As the tension begins to mount in the build-up to the greatest sporting event on the planet, BBC2's wonderful World Cup Stories series is a great way to get acclimatised to the competition. Looking at different countries every week, each documentary is insightful, informative, interesting and imaginative. The story of England's success in 1966 didn't just rehash the old and overdone story, but looked in depth at the mind and managing style of Sir Alf Ramsay, while this week's look at France's 1998 winning team showed how the football team's success united a country that was being torn apart by racism and fears about immigration.


The television trade body Thinkbox has revamped its website ( and we think the result is a big improvement. You can watch new TV ads, and access contacts from companies including media agencies and ad-funded programming specialists. Interviews with leading industry figures on how best to use TV add a new perspective.

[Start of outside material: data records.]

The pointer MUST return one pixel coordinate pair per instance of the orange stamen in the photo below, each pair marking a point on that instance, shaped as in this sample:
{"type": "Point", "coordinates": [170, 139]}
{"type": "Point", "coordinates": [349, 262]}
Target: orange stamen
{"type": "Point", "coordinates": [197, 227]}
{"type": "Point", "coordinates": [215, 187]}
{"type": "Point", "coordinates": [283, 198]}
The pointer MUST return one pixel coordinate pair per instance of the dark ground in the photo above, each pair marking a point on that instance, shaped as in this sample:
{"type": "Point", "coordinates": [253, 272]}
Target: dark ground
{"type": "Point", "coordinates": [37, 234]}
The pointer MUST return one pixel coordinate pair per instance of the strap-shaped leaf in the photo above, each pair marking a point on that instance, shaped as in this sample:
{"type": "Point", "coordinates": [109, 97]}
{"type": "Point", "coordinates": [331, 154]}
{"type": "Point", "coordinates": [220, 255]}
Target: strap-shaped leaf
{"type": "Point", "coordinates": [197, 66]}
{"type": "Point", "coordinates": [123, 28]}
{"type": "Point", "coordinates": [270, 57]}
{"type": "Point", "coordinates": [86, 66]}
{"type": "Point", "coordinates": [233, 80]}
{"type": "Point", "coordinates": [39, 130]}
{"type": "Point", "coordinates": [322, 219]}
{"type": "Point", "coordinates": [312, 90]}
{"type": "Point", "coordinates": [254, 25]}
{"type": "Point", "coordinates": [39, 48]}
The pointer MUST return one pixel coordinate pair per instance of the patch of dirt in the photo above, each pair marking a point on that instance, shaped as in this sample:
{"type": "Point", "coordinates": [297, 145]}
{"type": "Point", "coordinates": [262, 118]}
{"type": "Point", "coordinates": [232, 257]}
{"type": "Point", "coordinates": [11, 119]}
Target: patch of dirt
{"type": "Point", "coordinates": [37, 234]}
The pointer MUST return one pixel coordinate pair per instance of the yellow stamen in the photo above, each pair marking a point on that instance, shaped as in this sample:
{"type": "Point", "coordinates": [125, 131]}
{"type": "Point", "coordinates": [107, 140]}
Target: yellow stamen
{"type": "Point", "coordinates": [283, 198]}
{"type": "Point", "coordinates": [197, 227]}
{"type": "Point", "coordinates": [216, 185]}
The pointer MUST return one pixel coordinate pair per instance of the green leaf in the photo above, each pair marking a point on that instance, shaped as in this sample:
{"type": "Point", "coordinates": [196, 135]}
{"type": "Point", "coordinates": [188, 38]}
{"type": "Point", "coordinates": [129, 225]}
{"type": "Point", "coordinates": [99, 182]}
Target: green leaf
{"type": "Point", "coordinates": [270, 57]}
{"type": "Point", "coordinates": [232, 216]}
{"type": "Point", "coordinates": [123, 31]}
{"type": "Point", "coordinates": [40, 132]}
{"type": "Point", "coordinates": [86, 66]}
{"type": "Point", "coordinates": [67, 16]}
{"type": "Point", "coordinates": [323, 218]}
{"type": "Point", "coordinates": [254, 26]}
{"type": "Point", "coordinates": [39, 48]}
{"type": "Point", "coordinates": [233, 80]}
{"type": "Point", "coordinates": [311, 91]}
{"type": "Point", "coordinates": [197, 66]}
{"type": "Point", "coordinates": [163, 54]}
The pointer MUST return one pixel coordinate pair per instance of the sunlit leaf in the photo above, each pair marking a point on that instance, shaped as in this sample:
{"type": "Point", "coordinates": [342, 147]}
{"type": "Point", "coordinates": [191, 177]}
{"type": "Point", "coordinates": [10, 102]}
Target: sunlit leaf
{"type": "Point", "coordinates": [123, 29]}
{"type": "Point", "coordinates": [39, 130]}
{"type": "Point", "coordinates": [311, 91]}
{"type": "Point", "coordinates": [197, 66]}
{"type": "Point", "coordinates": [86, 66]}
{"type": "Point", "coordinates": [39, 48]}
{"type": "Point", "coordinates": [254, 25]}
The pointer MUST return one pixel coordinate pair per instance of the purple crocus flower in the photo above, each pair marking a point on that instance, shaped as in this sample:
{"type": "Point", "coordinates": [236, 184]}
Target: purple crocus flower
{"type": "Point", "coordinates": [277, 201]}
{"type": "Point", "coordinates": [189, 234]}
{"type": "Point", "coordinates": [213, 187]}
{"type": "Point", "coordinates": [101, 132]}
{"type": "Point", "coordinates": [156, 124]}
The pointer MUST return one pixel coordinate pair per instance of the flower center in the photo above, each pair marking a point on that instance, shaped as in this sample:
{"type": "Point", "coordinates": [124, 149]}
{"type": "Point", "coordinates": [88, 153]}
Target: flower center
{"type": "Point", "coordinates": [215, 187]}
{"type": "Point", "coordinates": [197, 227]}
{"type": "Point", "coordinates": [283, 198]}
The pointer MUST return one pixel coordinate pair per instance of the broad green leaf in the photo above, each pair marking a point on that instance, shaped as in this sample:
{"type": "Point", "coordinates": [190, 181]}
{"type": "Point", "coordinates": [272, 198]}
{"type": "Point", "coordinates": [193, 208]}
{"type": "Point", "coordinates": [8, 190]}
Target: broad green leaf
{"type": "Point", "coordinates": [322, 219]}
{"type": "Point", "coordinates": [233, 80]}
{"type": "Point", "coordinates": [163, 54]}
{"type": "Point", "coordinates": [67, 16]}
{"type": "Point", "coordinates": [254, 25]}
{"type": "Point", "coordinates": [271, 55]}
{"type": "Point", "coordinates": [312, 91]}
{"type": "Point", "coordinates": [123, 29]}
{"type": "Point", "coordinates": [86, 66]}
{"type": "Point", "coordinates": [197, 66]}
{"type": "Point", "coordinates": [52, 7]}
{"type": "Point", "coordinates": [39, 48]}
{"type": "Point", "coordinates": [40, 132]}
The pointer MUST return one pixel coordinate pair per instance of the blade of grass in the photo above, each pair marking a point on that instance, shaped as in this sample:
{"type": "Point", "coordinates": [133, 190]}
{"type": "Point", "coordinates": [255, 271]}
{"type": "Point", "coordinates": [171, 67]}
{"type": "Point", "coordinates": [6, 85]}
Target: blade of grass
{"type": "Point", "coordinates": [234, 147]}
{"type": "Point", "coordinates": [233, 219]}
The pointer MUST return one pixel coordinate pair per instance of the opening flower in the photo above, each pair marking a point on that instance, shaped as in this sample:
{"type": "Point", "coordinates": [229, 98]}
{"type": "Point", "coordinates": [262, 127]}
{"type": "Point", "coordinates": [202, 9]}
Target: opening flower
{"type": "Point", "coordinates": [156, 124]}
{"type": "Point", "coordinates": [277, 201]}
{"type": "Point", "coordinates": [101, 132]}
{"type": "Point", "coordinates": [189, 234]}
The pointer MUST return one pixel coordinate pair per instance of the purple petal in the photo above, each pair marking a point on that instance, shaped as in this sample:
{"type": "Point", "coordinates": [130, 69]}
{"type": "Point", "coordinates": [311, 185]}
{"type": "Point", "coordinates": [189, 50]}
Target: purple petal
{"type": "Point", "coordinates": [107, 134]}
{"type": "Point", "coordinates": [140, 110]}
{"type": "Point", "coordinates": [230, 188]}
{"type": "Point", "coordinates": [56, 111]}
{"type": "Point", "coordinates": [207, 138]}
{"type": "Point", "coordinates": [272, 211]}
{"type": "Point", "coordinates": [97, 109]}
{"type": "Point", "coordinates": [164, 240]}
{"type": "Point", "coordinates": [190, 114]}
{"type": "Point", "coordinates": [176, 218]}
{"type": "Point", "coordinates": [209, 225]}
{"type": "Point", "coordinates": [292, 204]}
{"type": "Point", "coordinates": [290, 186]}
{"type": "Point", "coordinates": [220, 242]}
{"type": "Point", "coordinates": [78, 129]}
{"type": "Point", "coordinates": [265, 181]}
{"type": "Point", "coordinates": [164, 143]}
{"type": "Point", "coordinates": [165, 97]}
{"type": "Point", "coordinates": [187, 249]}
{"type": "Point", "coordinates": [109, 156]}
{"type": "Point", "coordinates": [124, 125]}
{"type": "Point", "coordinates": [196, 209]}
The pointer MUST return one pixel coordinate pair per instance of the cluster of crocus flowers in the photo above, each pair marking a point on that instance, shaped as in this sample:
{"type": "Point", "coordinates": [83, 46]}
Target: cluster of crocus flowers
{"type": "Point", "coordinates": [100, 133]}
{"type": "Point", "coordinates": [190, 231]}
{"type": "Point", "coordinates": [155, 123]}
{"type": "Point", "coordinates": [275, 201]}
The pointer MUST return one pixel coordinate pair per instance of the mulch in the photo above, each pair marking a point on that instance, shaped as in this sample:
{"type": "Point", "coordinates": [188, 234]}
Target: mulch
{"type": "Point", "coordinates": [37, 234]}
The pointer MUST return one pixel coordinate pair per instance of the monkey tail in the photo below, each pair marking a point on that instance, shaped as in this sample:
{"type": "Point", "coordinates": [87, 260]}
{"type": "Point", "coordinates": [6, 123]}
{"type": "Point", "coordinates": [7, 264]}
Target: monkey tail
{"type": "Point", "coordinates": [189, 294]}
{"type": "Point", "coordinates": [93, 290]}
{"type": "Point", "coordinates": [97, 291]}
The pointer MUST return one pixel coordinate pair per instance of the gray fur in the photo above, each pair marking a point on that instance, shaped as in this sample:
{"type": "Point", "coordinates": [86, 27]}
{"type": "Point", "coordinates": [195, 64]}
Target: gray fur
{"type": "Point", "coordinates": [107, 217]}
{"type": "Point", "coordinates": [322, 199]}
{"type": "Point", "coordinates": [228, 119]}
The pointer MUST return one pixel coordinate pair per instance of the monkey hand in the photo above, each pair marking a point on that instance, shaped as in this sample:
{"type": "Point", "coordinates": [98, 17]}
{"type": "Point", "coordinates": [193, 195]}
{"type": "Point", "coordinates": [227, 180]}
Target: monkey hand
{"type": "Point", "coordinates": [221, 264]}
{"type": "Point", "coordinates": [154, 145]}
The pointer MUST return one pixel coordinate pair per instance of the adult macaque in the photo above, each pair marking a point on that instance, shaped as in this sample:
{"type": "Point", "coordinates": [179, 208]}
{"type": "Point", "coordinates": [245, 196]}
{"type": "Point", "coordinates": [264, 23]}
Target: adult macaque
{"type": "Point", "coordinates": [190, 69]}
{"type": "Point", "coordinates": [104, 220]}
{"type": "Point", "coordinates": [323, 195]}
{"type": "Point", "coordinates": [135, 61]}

We're still not sure about the TV Bitch section, though.


We have long admired the National Lottery announcer Alan Dedicoat's professionalism (especially as he has also been the voice at numerous Campaign awards), but last weekend he surpassed himself. As the rotund lottery presenter Eamonn Holmes was thrust aside by several Fathers 4 Justice campaigners, the BBC cut the sound to avoid giving the stage invaders undue publicity. Cue Dedicoat, who had to fill several minutes of dead air with a vivid description of what was happening in the studio, even though he could not see half of what was going on. What a trooper.


Among all the Euro-pop campery and folk-music nonsense, it was great to see the Finnish hard rock outfit Lordi triumph at the Eurovision Song Contest. Instantly proclaiming their victory as one for rock music as well as for Finland, Lordi were forced to deny allegations of links with Satanism and other dark forces. Their song, Hard Rock Hallelujah, was terrible, but the win was worth it if only to hear a bemused Terry Wogan's comments.


Low-alcohol Amstel

Amstel, a beer it seemed you used only to be able to find on holiday in Greece, has built its brand image through association with Champions League football. But, for us, all that goodwill was lost last week in Paris. Needing some refreshment after a nerve-wrenching first half between Arsenal and Barcelona, all we could find at the so-called bars in the Stade de France was watery, low-alcohol Amstel. If you can't serve the full-strength stuff, then don't bother.